RelStorage 1.1.2

This release has two new useful features, one for performance, one for safety.

The performance feature is that if you use both the cache-servers and poll-interval options, RelStorage will use the cache to distribute basic change notifications.  That means we get to lighten the load on the database using the poll-interval, yet changes should still be seen instantly on all clients.  Yay! 🙂

The only drawback I expect is that caching makes debugging more difficult.  Still, this option should help people build enormous clusters, like the one my current customer was planning to build, although I got word today that they have changed their mind.

The new safety feature is the pack-dry-run option, which lets you run only the nondestructive pre_pack phase to get a list of everything that would be deleted by the pack phase.  This should be particularly useful if you’re trying out packing for the first time on a big database.  My current customer would have benefited from this too.

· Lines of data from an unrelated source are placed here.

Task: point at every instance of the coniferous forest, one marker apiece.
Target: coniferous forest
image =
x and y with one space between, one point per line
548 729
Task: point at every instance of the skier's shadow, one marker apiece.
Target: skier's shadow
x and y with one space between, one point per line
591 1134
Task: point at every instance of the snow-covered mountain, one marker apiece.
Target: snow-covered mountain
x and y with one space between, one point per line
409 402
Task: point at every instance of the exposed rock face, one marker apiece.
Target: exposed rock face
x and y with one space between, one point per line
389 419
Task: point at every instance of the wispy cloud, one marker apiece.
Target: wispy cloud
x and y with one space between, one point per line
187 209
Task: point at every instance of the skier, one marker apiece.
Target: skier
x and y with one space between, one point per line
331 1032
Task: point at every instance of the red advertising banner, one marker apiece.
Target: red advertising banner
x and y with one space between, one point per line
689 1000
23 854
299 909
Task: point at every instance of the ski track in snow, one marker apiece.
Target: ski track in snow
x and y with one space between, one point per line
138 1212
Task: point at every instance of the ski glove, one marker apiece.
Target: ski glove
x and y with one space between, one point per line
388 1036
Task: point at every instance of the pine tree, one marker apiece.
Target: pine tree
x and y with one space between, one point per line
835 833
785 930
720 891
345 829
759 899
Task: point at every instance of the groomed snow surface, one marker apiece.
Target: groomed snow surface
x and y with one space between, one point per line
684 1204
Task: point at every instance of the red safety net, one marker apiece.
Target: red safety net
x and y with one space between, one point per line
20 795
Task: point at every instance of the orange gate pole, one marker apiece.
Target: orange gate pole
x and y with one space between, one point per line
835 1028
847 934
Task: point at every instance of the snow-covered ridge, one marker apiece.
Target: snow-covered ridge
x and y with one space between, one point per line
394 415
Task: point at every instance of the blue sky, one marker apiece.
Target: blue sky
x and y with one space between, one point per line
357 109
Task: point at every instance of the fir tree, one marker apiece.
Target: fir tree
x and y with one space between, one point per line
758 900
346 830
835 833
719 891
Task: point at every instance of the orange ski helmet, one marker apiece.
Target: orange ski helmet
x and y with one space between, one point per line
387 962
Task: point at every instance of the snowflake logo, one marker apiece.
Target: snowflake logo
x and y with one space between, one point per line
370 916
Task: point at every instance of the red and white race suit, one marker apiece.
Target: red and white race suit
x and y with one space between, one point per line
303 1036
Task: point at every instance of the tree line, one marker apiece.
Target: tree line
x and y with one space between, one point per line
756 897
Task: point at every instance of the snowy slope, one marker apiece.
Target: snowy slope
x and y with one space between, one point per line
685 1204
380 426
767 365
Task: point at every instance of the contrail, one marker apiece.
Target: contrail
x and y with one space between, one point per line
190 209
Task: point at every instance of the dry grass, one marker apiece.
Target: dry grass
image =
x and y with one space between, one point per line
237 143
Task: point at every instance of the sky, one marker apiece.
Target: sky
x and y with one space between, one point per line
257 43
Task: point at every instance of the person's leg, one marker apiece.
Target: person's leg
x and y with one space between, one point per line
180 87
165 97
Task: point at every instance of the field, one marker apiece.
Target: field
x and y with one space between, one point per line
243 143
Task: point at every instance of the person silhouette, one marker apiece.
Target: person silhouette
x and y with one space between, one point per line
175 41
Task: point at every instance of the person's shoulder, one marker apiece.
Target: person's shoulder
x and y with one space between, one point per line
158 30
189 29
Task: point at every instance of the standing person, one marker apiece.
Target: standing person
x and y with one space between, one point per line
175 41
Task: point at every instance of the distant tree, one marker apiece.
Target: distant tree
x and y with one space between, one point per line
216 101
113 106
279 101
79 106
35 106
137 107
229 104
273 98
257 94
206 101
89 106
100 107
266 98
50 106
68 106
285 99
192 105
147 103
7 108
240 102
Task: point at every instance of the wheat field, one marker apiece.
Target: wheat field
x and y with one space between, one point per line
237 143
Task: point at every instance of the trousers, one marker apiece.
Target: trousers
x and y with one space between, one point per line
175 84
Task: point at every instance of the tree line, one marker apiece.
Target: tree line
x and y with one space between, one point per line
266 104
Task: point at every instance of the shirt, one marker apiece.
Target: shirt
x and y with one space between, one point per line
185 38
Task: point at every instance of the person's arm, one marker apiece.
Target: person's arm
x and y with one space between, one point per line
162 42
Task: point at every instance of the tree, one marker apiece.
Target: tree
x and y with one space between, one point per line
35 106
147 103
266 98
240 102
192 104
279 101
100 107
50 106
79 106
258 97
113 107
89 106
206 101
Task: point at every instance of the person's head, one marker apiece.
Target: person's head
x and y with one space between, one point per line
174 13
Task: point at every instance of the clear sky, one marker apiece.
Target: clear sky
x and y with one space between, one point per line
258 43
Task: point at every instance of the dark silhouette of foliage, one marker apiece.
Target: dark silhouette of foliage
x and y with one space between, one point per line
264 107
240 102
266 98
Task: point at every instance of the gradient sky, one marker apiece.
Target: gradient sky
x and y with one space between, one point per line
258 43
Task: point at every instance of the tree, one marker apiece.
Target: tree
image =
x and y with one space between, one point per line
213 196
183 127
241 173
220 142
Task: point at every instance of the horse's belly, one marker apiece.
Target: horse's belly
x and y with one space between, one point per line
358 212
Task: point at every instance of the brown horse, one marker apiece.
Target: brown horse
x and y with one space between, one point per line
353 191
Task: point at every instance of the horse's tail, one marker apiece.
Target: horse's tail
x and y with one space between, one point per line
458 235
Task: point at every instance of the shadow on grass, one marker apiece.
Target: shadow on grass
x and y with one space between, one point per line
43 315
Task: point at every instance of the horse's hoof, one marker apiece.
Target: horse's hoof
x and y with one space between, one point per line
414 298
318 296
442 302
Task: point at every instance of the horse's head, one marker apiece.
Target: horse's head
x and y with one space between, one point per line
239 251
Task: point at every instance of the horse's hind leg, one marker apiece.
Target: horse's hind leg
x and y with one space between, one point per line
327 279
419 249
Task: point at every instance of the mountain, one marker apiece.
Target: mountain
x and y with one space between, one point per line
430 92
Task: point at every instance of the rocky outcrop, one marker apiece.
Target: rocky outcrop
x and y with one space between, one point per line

I also fixed a bug that caused the pack code to not remove as much old stuff as it should and I started using PyPI instead of the wiki as the main web page.  Using PyPI means I have to maintain only one README, which gets translated automatically into the PyPI page.  Until now I’ve had to maintain both the README and the wiki page.

RelStorage 1.1.1 Released

For those just tuning in: RelStorage is an adapter for ZODB (the database behind Zope) that stores data in a relational database such as MySQL, PostgreSQL, or Oracle.  It has advantages over FileStorage and ZEO, the default storage methods.  Read more in the ZODB wiki.

Download this release from PyPI.  As I mentioned in another post, this release works around MySQL performance bugs to make it possible to pack large databases in a reasonable amount of time.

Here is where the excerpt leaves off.